Zapytana o porównanie modelu walki z epidemią w Wielkiej Brytanii i na kontynencie Maria Libura stwierdziła: „[…]Słychać już głosy krytyczne, że unikając narodowej kwarantanny rząd próbuje uniknąć odpowiedzialności, na przykład za małe firmy, które i tak zaczynają tracić, gdyż sporo klientów zmienia zachowania pod wpływem informacji z innych krajów Europy i rezygnuje z wielu usług. To jest chyba główna różnica w podejściu Brytyjczyków i naszym: państwa kontynentalnej Europy, w tym Polska, postawiły w działaniach i komunikacji społecznej na zupełnie inne wartości”.
„Nawet jeśli lekarz i pielęgniarki podejmą trud pracy w czasie epidemii, to wielu z nich może zachorować. Problem nie dotyczy zresztą wyłącznie szpitali zakaźnych. A skalę zagrożenia pokazuje bogata Norwegia, która zakazała wyjazdu z kraju pracownikom własnej ochrony zdrowia do końca kwietnia, czy Hiszpania, która wzięła prywatne szpitale w zarząd komisaryczny do odwołania” – stwierdziła Libura.

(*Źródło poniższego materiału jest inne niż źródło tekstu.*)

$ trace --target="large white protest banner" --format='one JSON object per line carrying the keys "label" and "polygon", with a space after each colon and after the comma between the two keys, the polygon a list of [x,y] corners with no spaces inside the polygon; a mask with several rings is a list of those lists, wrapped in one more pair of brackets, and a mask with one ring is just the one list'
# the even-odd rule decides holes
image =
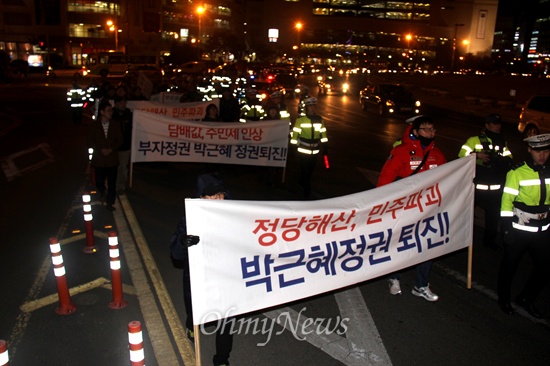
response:
{"label": "large white protest banner", "polygon": [[132,112],[143,111],[160,114],[166,117],[200,121],[206,116],[206,107],[208,107],[209,104],[214,104],[218,108],[220,107],[220,102],[217,99],[210,102],[191,102],[179,104],[165,104],[148,100],[129,100],[127,107]]}
{"label": "large white protest banner", "polygon": [[284,167],[289,121],[194,122],[134,110],[132,163],[202,162]]}
{"label": "large white protest banner", "polygon": [[475,158],[320,201],[186,199],[193,322],[336,290],[465,248]]}

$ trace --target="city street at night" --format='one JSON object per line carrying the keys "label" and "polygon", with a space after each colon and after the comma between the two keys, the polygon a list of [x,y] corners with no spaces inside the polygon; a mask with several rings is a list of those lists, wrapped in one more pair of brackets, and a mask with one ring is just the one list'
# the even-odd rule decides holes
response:
{"label": "city street at night", "polygon": [[[318,95],[314,76],[300,82],[318,98],[329,138],[330,167],[319,161],[312,179],[312,202],[375,188],[392,144],[406,128],[403,116],[363,111],[359,90],[367,80],[405,83],[434,118],[436,145],[447,160],[457,159],[469,136],[483,128],[483,117],[500,113],[514,162],[526,158],[517,131],[519,105],[548,90],[546,79],[504,76],[431,77],[357,75],[347,95]],[[71,122],[66,102],[70,78],[31,76],[0,84],[0,339],[9,347],[10,365],[126,365],[128,324],[143,327],[145,364],[192,365],[194,346],[184,333],[182,270],[170,258],[170,239],[194,193],[198,174],[217,171],[244,201],[302,200],[297,156],[290,153],[278,179],[266,185],[263,167],[207,163],[136,163],[132,187],[117,198],[114,212],[101,207],[90,183],[85,131]],[[470,87],[468,87],[468,85]],[[479,85],[471,90],[472,85]],[[483,87],[482,87],[483,86]],[[511,93],[511,90],[513,92]],[[439,92],[438,92],[439,91]],[[513,94],[513,95],[511,95]],[[491,99],[491,106],[466,97]],[[509,103],[497,103],[507,101]],[[285,99],[294,111],[297,99]],[[294,114],[295,112],[293,112]],[[284,177],[284,179],[283,179]],[[97,252],[82,218],[82,194],[92,193]],[[232,365],[548,365],[550,289],[536,305],[543,319],[524,310],[500,311],[496,283],[502,249],[481,245],[483,211],[476,209],[472,288],[467,288],[468,250],[434,260],[430,287],[440,299],[413,296],[415,269],[403,269],[401,295],[388,292],[382,276],[338,291],[246,314],[257,331],[234,336]],[[119,237],[123,308],[109,307],[109,232]],[[50,238],[61,241],[74,311],[60,314],[51,265]],[[452,240],[452,239],[451,239]],[[230,250],[230,249],[228,249]],[[512,292],[531,271],[525,258]],[[282,314],[282,315],[281,315]],[[283,324],[276,319],[292,319]],[[288,318],[285,318],[288,317]],[[301,334],[292,329],[321,321],[328,328],[346,319],[347,331]],[[262,328],[263,327],[263,328]],[[269,332],[269,328],[272,331]],[[263,329],[263,330],[262,330]],[[214,325],[200,336],[202,364],[215,353]]]}

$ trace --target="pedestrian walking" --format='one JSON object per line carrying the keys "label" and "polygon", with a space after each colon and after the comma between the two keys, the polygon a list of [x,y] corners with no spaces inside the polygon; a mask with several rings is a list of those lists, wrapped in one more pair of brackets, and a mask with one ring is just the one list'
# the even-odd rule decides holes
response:
{"label": "pedestrian walking", "polygon": [[[221,178],[213,174],[203,174],[197,178],[196,197],[209,200],[224,200],[230,199],[229,190],[221,180]],[[187,328],[187,337],[194,342],[195,333],[193,327],[193,307],[191,301],[191,277],[189,270],[189,253],[188,247],[197,245],[200,238],[187,233],[187,224],[185,216],[182,217],[177,225],[176,232],[172,235],[170,243],[170,252],[173,259],[181,263],[183,267],[183,299],[185,304],[185,312],[187,319],[185,327]],[[213,364],[229,365],[229,356],[233,349],[233,334],[231,326],[234,324],[234,319],[226,320],[225,323],[220,321],[217,325],[216,332],[216,354],[212,358]]]}
{"label": "pedestrian walking", "polygon": [[132,129],[133,113],[126,107],[127,100],[125,96],[115,97],[115,106],[113,108],[114,121],[120,124],[122,129],[122,144],[118,148],[118,171],[116,181],[116,193],[121,195],[126,192],[128,186],[128,171],[130,168],[130,153],[132,149]]}
{"label": "pedestrian walking", "polygon": [[113,121],[112,116],[111,104],[101,102],[98,120],[90,125],[88,135],[88,146],[93,149],[91,165],[95,169],[96,189],[109,211],[115,210],[118,148],[123,142],[120,123]]}
{"label": "pedestrian walking", "polygon": [[[380,172],[378,187],[395,182],[411,175],[437,168],[445,164],[445,156],[435,146],[434,121],[429,116],[417,116],[405,130],[401,144],[394,147]],[[412,294],[428,301],[437,301],[439,296],[430,289],[428,276],[432,261],[416,266],[415,285]],[[388,286],[390,294],[401,294],[401,274],[390,275]]]}

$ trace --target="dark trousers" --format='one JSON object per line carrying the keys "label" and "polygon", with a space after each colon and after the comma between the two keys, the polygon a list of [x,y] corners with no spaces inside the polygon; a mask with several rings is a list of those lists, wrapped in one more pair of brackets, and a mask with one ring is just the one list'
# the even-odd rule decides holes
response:
{"label": "dark trousers", "polygon": [[82,107],[71,107],[71,118],[75,126],[82,124],[84,109]]}
{"label": "dark trousers", "polygon": [[514,275],[523,255],[529,252],[533,259],[533,272],[518,298],[532,303],[550,280],[550,230],[531,233],[512,229],[512,235],[514,242],[504,247],[498,273],[498,301],[500,303],[510,302]]}
{"label": "dark trousers", "polygon": [[476,189],[475,205],[485,212],[485,230],[483,233],[483,245],[494,246],[500,222],[500,201],[502,190],[483,191]]}
{"label": "dark trousers", "polygon": [[[118,166],[107,168],[94,167],[95,169],[95,187],[101,196],[105,196],[105,202],[109,205],[115,204],[116,198],[116,175]],[[107,181],[107,187],[105,187]],[[107,194],[105,194],[107,192]]]}
{"label": "dark trousers", "polygon": [[[185,327],[193,329],[193,307],[191,303],[191,277],[189,275],[189,258],[183,261],[183,303],[185,304]],[[229,364],[229,355],[233,349],[233,334],[231,324],[235,318],[218,321],[216,332],[216,354],[213,357],[214,365]]]}
{"label": "dark trousers", "polygon": [[304,191],[305,198],[308,198],[311,194],[311,176],[317,164],[317,155],[298,152],[298,159],[300,159],[300,185]]}

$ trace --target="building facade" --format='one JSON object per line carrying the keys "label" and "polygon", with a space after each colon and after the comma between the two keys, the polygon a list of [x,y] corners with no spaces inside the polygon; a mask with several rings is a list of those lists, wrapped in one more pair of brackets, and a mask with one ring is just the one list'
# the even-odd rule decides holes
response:
{"label": "building facade", "polygon": [[247,12],[252,45],[275,28],[276,48],[288,54],[299,43],[302,57],[409,66],[429,59],[447,67],[461,55],[490,55],[498,6],[498,0],[249,0],[247,7],[251,3],[262,9],[260,19]]}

„Obecny konsensus klinicystów jest taki, że większość z lekkimi objawami lub bez powinna trafić do domu i pozostawać w kontakcie ze służbami medycznymi. Szpitale trzeba zostawić dla tych, którzy wymagają intensywnej opieki medycznej. Inna sprawa, że statystyki mogą być bardzo mylące. […] Wystarczy, że państwa stosują tak odmienne strategie testowania, że liczby przypadków są słabo porównywalne między krajami”– argumentowała ekspertka Centrum Analiz Klubu Jagiellońskiego.
„Wykupienie zapasów jedzenia dla rodziny na dwa tygodnie jest całkiem racjonalne, jeżeli człowiek słyszy z mediów i oświadczeń rządu, że tyle co najmniej ma zostać w domu. Nie widzę powodu, żeby taką zapobiegliwość ośmieszać. Robienie z tego memów to chyba objaw jakichś kompleksów: musimy zawsze widzieć się w złym świetle, pokazywać, że coś jest z nami nie w porządku. A przecież w wielu krajach wprost zalecono: zróbcie zapasy na 2 tygodnie, bo tyle być może będziecie musieli siedzieć w domu” – argumentowała Libura.